Modelling of a plasma break-down for the SMART tokamak

Abstract

Achieving controlled nuclear fusion on Earth could be a decisive step on the quest towards green energy production since it would bring a virtually renewable energy source without CO2 emissions. The Plasma Science and Fusion Technology group of the University of Seville is currently designing a magnetic fusion device, a spherical tokamak for controlled nuclear fusion research, called SMall Aspect Ratio Tokamak (SMART). This thesis will model the first phase of the initiation of a tokamak (tokamak start-up), the break-down phase, in which the fuel will transition from the gas state to the plasma state, making use of the Fiesta toolbox. The fundamental of tokamak physics and tokamak start- up will also be reviewed. The current waveforms of the SMART coilset have been optimized to achieve the desired plasma equilibrium and allow the break-down of the pre-fill gas by reducing the stray poloidal magnetic field and maximizing the loop voltage induced by the inductor solenoid.
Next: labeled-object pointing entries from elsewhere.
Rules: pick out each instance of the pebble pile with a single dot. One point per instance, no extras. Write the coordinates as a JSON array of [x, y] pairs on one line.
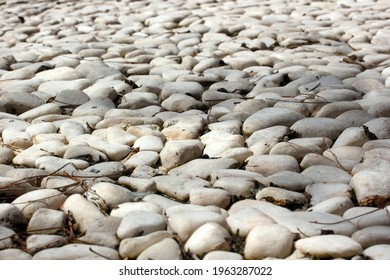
[[201, 129]]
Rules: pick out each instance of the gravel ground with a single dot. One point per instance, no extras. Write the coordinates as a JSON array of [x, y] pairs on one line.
[[195, 129]]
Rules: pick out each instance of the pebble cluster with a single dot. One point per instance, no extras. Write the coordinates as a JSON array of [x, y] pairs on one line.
[[201, 129]]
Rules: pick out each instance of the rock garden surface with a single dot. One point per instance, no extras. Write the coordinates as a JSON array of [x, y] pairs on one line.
[[199, 129]]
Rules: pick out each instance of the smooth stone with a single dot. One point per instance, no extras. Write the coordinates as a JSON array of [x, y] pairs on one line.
[[185, 223], [166, 249], [355, 118], [203, 168], [380, 127], [337, 95], [334, 205], [6, 235], [84, 212], [377, 252], [178, 152], [179, 186], [54, 87], [14, 254], [145, 172], [95, 70], [327, 174], [346, 152], [329, 246], [11, 216], [239, 187], [95, 106], [112, 169], [71, 98], [294, 150], [230, 126], [184, 129], [6, 155], [34, 200], [250, 106], [288, 180], [46, 221], [274, 133], [138, 223], [41, 128], [244, 220], [269, 117], [85, 152], [131, 248], [57, 165], [15, 138], [39, 242], [116, 135], [271, 164], [265, 207], [352, 136], [20, 102], [333, 110], [142, 158], [314, 223], [319, 127], [108, 195], [282, 197], [149, 143], [103, 232], [222, 255], [323, 191], [115, 152], [208, 237], [268, 240], [210, 196], [123, 209], [313, 159], [77, 252], [371, 188], [371, 236], [181, 103]]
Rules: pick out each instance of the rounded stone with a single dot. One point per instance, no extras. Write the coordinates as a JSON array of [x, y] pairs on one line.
[[208, 237], [329, 246], [270, 240]]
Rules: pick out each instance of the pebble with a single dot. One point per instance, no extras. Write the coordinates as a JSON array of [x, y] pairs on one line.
[[11, 216], [140, 222], [377, 252], [282, 197], [5, 235], [166, 249], [132, 247], [179, 186], [206, 238], [46, 221], [185, 223], [38, 242], [244, 220], [186, 109], [108, 195], [371, 236], [329, 246], [14, 254], [370, 188], [319, 127], [270, 164], [77, 252], [365, 216], [269, 240], [269, 117], [30, 202]]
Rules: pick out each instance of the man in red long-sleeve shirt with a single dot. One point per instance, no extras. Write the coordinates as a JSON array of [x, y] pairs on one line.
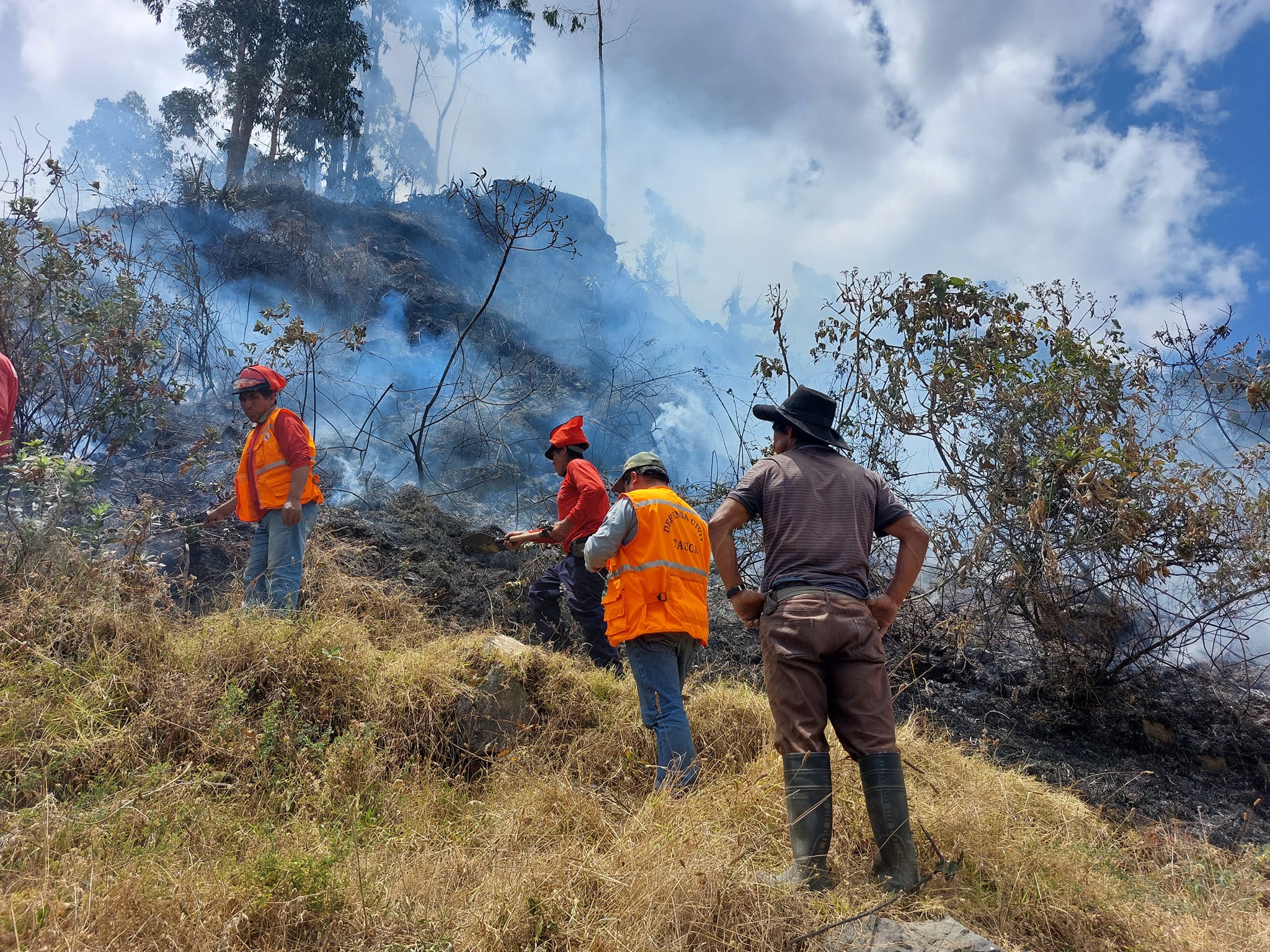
[[582, 506], [8, 404]]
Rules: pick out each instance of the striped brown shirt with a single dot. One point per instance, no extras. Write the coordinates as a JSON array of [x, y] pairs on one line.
[[821, 512]]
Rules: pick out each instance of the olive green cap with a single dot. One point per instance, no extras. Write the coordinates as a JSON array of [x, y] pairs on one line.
[[641, 461]]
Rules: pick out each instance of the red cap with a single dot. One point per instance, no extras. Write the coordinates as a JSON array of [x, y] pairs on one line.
[[258, 377], [568, 434]]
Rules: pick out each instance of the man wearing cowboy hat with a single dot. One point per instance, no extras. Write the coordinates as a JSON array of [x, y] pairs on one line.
[[275, 488], [582, 505], [658, 557], [824, 659]]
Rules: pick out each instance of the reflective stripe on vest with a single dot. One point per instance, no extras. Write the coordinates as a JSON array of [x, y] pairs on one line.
[[272, 478], [657, 583]]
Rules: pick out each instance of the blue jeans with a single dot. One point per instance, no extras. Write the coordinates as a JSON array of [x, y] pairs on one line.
[[659, 664], [586, 592], [272, 575]]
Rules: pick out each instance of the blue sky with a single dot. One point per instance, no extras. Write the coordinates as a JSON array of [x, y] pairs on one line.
[[1117, 143], [1236, 139]]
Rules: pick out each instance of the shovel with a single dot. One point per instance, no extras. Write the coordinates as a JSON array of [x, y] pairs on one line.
[[493, 540], [484, 541]]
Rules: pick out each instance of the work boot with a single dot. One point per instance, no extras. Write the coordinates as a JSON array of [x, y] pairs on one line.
[[887, 803], [809, 805]]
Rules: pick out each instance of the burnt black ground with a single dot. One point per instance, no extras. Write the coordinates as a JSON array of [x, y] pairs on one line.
[[1188, 747]]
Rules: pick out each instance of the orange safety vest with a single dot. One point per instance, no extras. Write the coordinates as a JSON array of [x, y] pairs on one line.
[[272, 474], [658, 582]]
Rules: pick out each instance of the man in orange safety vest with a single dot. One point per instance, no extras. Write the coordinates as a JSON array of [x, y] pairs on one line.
[[657, 550], [276, 489]]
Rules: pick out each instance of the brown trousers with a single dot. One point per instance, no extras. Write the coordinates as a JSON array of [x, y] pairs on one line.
[[824, 663]]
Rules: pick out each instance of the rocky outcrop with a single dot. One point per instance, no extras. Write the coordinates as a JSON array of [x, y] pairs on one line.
[[878, 935]]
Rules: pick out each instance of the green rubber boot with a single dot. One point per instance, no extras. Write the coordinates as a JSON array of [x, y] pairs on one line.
[[887, 803], [809, 805]]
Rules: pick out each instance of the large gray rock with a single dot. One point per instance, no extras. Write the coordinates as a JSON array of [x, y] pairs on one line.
[[878, 935], [491, 721]]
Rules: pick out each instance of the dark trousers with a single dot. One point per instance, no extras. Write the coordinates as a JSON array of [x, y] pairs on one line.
[[585, 591], [824, 663]]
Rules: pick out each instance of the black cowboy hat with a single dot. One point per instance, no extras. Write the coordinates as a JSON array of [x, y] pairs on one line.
[[809, 410]]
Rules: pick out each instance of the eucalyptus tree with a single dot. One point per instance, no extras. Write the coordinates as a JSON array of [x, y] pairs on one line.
[[287, 65], [556, 18]]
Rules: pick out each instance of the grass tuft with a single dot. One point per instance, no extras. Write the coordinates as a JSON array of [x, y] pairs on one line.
[[243, 781]]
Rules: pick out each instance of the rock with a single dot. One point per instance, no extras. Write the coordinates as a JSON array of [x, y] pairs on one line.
[[507, 646], [878, 935], [492, 720]]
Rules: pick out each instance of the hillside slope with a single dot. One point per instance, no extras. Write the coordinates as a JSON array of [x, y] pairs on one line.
[[248, 782]]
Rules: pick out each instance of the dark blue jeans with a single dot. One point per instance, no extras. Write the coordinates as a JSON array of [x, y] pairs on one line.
[[659, 664], [585, 591], [272, 574]]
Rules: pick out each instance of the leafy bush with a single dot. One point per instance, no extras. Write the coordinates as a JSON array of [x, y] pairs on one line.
[[82, 319], [1060, 489]]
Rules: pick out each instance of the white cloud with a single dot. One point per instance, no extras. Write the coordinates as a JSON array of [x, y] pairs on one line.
[[1180, 36], [65, 55], [907, 136]]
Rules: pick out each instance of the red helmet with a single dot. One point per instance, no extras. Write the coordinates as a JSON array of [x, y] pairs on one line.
[[258, 379], [568, 434]]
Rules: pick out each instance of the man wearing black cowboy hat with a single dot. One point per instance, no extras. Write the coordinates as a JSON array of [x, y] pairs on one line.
[[824, 659]]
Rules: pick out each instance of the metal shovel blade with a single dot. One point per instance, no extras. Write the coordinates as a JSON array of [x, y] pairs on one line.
[[484, 541]]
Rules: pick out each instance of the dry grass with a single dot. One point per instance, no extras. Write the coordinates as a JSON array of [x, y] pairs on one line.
[[247, 782]]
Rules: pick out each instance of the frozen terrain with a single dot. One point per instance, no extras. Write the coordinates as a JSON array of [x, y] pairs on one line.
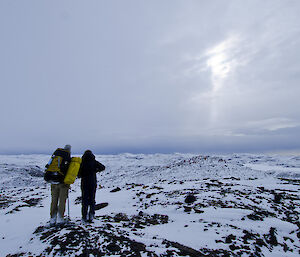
[[158, 205]]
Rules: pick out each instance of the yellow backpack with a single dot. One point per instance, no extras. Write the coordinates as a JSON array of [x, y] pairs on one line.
[[72, 170]]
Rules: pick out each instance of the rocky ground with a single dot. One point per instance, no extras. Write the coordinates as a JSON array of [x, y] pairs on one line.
[[187, 206]]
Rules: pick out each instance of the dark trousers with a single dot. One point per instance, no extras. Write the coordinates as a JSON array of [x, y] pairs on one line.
[[88, 201]]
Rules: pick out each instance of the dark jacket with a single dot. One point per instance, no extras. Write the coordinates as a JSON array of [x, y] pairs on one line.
[[88, 169]]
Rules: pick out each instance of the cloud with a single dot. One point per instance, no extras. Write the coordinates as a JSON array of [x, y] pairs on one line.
[[149, 76]]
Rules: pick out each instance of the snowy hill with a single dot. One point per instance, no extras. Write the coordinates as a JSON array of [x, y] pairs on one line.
[[158, 205]]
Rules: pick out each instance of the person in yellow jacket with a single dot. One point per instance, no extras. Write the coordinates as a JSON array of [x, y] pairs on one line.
[[59, 190]]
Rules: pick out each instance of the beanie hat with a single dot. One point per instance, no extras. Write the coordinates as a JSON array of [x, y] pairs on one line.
[[68, 148]]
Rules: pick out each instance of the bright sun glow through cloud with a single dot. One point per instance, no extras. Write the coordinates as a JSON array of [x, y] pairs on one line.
[[222, 63]]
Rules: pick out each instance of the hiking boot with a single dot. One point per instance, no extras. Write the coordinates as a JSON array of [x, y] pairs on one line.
[[91, 217]]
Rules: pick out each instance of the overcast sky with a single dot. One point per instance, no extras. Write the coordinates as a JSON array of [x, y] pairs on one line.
[[150, 76]]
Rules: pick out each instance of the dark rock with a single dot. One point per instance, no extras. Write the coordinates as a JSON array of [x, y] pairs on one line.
[[115, 190], [229, 239], [190, 198]]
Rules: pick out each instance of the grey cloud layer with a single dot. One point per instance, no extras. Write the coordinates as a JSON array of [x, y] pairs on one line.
[[150, 76]]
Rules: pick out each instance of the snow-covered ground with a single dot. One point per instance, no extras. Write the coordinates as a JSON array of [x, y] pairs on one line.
[[244, 205]]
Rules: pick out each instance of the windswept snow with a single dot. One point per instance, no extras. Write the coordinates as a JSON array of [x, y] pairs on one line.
[[244, 205]]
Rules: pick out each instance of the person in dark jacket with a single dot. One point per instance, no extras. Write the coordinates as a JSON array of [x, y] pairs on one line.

Several criteria have also been applied to test the feasibility of the break- down phase, such as the Paschen’s break-down curve, the estimation of the avalanche time, and the calculation of the connection length. The electric potential gained by the electrons as they follow the magnetic field lines has been computed to estimate where the gas will break-down. Break-down of the gas without the use of any auxiliary heating method has been achieved, lasting few milliseconds for gas pressures about 10−4Torr.